INDIA - PETA, the People for the Ethical Treatment of Animals have linked the filth of factory farms in India to the recent bird flu outbreak in Darjeeling in their latest claims.
calendar icon 20 May 2008
clock icon 4 minute read

The animal rights group says that in the midst of avian flu outbreak in Darjeeling, they released undercover video footage of crowded and filthy conditions on chicken and egg factory farms, which leading health experts believe causes the spread of the deadly H5N1 strain of bird flu.

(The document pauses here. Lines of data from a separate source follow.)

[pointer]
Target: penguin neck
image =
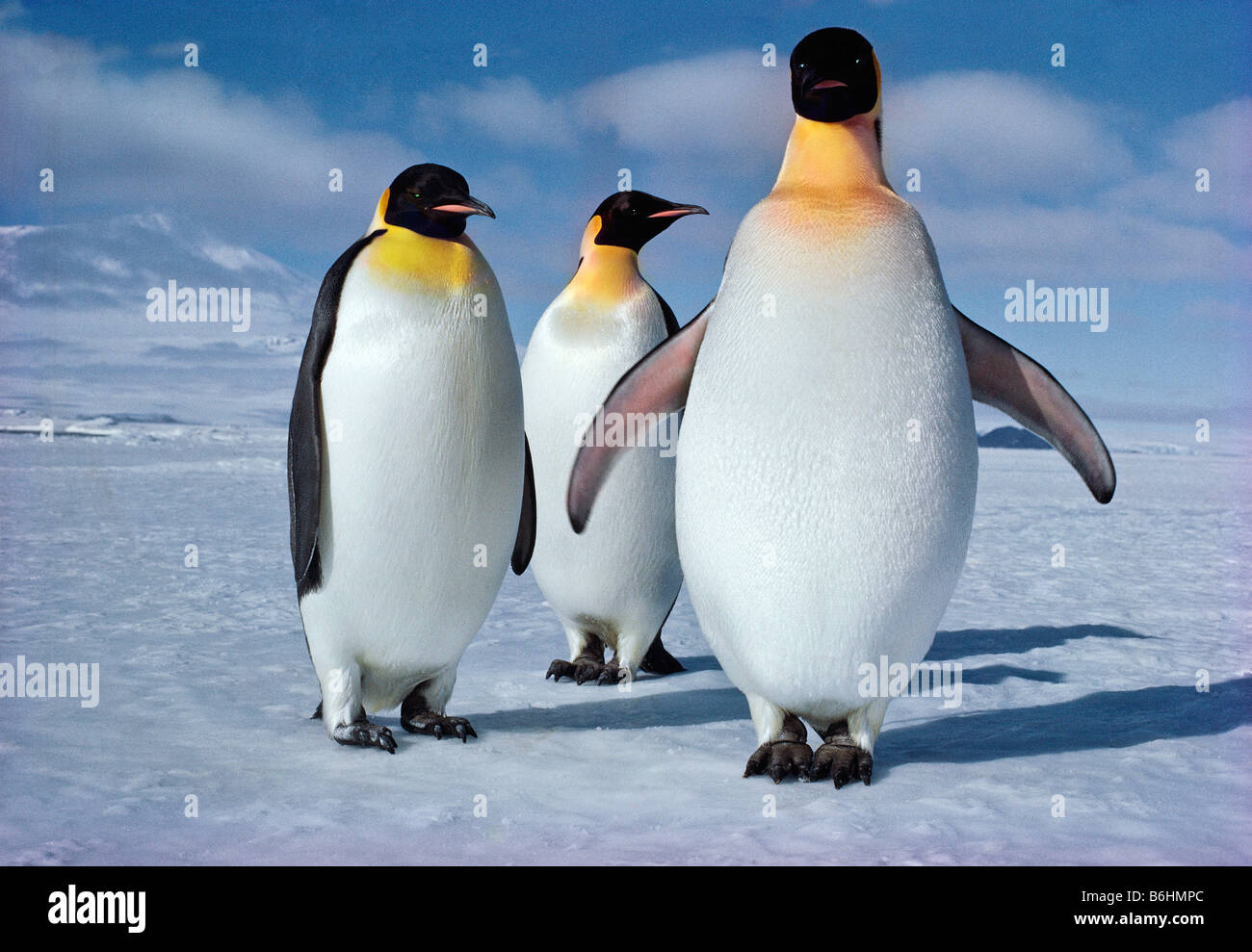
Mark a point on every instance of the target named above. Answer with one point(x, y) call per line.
point(604, 270)
point(833, 155)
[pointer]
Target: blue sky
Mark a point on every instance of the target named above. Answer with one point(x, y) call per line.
point(1081, 175)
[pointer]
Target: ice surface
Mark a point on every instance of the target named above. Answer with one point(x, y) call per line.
point(1080, 681)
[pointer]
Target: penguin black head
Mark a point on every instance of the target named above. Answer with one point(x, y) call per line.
point(834, 75)
point(631, 219)
point(432, 200)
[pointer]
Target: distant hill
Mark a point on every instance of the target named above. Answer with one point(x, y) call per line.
point(1010, 438)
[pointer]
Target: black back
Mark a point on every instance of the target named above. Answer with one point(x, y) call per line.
point(304, 450)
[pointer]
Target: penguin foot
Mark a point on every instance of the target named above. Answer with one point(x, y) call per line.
point(842, 759)
point(362, 733)
point(437, 726)
point(843, 763)
point(788, 755)
point(779, 759)
point(587, 669)
point(659, 660)
point(588, 666)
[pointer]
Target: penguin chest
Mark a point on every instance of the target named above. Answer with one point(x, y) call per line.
point(622, 571)
point(422, 473)
point(827, 462)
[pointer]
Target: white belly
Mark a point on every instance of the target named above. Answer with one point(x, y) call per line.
point(622, 572)
point(422, 481)
point(827, 463)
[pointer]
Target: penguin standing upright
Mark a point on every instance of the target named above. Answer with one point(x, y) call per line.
point(616, 583)
point(827, 460)
point(408, 476)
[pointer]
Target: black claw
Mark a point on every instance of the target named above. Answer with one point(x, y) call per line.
point(779, 759)
point(559, 669)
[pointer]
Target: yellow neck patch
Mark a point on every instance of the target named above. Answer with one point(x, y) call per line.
point(404, 257)
point(606, 271)
point(833, 155)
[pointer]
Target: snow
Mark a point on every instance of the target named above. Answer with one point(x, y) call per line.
point(1080, 681)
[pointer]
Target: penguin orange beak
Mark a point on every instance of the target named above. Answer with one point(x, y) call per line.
point(466, 205)
point(680, 210)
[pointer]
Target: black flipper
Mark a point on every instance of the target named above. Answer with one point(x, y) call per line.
point(671, 322)
point(525, 544)
point(1003, 376)
point(304, 430)
point(658, 659)
point(659, 383)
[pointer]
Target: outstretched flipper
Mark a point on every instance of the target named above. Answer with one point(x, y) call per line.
point(1003, 376)
point(525, 544)
point(304, 429)
point(659, 383)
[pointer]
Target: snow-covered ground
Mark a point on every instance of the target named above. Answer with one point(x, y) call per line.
point(1080, 681)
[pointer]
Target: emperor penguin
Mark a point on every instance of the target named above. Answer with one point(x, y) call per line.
point(408, 473)
point(616, 583)
point(827, 459)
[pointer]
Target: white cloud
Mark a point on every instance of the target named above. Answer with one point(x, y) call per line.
point(1080, 245)
point(509, 111)
point(1000, 132)
point(182, 141)
point(721, 107)
point(1214, 139)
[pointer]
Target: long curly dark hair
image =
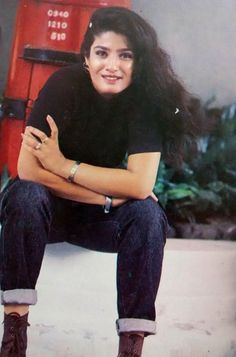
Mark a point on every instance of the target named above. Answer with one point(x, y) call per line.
point(157, 89)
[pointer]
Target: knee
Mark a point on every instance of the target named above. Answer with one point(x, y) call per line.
point(147, 212)
point(149, 219)
point(25, 195)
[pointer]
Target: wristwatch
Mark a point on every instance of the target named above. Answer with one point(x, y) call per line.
point(108, 203)
point(73, 171)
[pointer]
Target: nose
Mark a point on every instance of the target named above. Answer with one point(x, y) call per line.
point(112, 64)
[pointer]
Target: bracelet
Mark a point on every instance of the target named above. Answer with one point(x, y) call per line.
point(73, 171)
point(108, 203)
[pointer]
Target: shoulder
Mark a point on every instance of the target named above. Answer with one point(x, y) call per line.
point(65, 78)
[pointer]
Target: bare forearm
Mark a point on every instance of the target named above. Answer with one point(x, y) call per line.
point(64, 189)
point(136, 181)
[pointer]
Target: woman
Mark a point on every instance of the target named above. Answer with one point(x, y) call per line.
point(121, 98)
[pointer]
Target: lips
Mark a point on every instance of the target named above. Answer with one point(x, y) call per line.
point(111, 78)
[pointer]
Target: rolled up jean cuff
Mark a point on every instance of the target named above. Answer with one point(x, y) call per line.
point(131, 325)
point(19, 296)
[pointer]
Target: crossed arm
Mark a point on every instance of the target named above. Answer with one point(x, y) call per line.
point(49, 167)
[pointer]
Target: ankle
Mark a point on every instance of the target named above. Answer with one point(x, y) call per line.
point(18, 309)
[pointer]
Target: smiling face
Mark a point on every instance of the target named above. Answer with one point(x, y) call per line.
point(110, 63)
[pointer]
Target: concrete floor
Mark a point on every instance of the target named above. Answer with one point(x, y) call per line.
point(196, 304)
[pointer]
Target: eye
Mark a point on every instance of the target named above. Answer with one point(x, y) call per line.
point(101, 53)
point(127, 55)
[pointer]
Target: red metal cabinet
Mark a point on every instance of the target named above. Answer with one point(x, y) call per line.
point(48, 35)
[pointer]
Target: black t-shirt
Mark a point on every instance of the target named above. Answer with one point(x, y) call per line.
point(93, 129)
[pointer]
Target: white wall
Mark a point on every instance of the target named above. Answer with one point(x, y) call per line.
point(200, 36)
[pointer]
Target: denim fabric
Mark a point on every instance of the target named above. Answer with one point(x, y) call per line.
point(31, 217)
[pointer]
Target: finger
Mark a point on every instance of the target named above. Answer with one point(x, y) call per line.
point(36, 132)
point(154, 197)
point(29, 140)
point(30, 149)
point(53, 127)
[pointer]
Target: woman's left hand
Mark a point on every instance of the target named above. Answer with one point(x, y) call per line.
point(45, 149)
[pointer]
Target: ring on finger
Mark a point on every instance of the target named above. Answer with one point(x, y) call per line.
point(44, 140)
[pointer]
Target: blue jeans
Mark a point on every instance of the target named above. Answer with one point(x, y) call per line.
point(31, 217)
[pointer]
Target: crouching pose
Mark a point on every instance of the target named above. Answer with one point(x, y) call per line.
point(120, 100)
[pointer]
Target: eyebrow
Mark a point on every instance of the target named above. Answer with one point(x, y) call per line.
point(108, 49)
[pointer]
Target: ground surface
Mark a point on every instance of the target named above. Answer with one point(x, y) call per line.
point(196, 305)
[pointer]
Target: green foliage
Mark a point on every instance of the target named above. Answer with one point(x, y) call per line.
point(206, 185)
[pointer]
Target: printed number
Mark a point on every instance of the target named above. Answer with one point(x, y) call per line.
point(56, 13)
point(56, 36)
point(57, 24)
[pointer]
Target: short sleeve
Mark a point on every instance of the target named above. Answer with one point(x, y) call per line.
point(143, 137)
point(53, 99)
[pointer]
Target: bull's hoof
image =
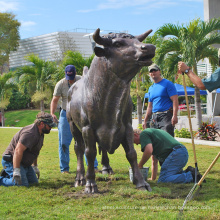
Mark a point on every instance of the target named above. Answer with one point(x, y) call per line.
point(107, 170)
point(91, 187)
point(145, 187)
point(80, 181)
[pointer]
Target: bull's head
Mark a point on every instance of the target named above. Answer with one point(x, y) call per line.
point(125, 47)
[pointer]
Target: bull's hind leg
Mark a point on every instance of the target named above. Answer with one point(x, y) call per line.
point(106, 169)
point(90, 151)
point(131, 155)
point(79, 148)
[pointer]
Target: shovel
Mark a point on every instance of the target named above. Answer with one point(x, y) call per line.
point(190, 126)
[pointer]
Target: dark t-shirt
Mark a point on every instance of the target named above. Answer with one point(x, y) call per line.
point(30, 137)
point(162, 142)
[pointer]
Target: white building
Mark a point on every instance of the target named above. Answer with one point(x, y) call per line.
point(51, 47)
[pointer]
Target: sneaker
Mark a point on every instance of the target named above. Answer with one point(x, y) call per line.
point(96, 170)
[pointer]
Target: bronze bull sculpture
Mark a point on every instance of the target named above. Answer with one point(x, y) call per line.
point(99, 108)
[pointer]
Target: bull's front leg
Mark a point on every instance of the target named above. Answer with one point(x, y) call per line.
point(131, 155)
point(80, 173)
point(106, 169)
point(90, 152)
point(79, 148)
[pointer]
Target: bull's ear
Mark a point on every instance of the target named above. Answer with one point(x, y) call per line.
point(99, 52)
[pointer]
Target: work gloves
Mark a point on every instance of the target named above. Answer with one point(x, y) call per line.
point(17, 176)
point(37, 171)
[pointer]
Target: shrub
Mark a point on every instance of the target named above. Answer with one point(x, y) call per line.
point(183, 133)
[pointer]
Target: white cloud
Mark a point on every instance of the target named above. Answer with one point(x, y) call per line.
point(135, 4)
point(8, 6)
point(27, 24)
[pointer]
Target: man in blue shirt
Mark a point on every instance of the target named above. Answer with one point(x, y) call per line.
point(210, 83)
point(162, 102)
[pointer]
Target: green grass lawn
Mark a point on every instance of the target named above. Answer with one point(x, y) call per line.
point(55, 197)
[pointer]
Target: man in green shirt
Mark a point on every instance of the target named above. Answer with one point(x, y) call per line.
point(171, 155)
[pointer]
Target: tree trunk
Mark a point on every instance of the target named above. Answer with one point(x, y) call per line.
point(139, 109)
point(198, 107)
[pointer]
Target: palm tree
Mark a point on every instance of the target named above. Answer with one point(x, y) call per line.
point(41, 74)
point(5, 87)
point(190, 43)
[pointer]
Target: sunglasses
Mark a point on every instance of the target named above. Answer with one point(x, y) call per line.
point(153, 70)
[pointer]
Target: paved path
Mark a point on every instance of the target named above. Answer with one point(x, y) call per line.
point(210, 143)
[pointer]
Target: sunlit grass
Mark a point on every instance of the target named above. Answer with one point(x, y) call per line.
point(56, 197)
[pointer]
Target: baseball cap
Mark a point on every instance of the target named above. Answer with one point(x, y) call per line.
point(47, 119)
point(153, 66)
point(72, 72)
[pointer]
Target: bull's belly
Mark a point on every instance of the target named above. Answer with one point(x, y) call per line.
point(110, 138)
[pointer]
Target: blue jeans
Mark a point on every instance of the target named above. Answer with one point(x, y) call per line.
point(172, 168)
point(28, 175)
point(65, 138)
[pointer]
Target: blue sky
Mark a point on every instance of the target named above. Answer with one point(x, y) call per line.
point(39, 17)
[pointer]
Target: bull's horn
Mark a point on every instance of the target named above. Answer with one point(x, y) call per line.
point(144, 35)
point(100, 40)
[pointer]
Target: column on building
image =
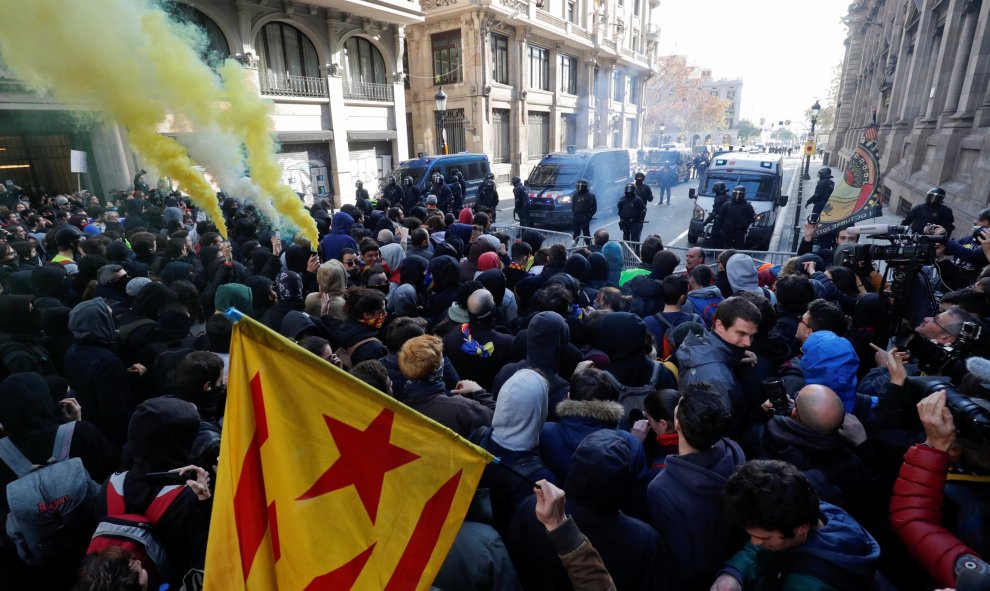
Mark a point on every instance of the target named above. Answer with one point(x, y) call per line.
point(340, 161)
point(400, 145)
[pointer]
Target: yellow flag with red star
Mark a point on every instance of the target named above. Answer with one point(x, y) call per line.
point(324, 483)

"[a]ntibiotics are routinely fed to healthy livestock and poultry to make them gain weight faster and to compensate for unsanitary living conditions"
Indian Environmental Defense Fund

The findings were sent to the West Bengal government last year, and the government was warned about how unsanitary conditions on factory farms could lead to an outbreak of the deadly H5N1 virus.

Because of the conditions that many chickens raised for meat and eggs are forced to endure, disease is rampant. On its website, the Environmental Defense Fund explains that "[a]ntibiotics are routinely fed to healthy livestock and poultry to make them gain weight faster and to compensate for unsanitary living conditions", reports PETA.

According to researcher Malati Puranik, who conducted a study of chickens sold in Mumbai, "[W]e realised that poultry sold under such unhygienic conditions is a serious health hazard. Pathogens such as campylobacter and salmonella proliferate, causing severe bacterial contamination". During the evisceration process, chicken carcasses easily become contaminated with faecal material when the intestines are cut or torn and the contents leak out during extraction.

According to a PETA report, unhygienic conditions on factory farms lead to outbreaks of bird flu. In 2007, Indian health officials confirmed a bird flu outbreak among poultry in the north-eastern state of Manipur. According to the World Health Organisation, out of the 342 registered cases of the H5N1 strain of bird flu, 211 people have died in 13 countries. Factory farms provide the perfect environment for the virus to strike. Because of the intense confinement of the animals, the deadly virus could spread like wildfire. Bird flu can be caught by humans who handle infected birds, and experts fear that the virus will eventually mutate into a form that is transmissible from human to human, setting off a catastrophic worldwide pandemic. Five people have been found to have bird flu symptoms in India. Recurrent outbreak of bird flu is a waste of public money. According to Health Minister Anbumani Ramadoss, the Indian government paid more than $19, 47,619 as compensation for poultry and feed in 2006, and more than $2, 23,810 was paid for birds culled in the 2007 outbreak.

In its report, PETA suggests that the welfare standards recommended by the UK's Royal Society for Prevention of Cruelty to Animals (RSPCA) should be used as the basic guidelines for the treatment of chickens in the poultry industry. Chickens die to provide the industry with huge profits, and PETA suggests that the industry owes the animals at least basic humane treatment in return.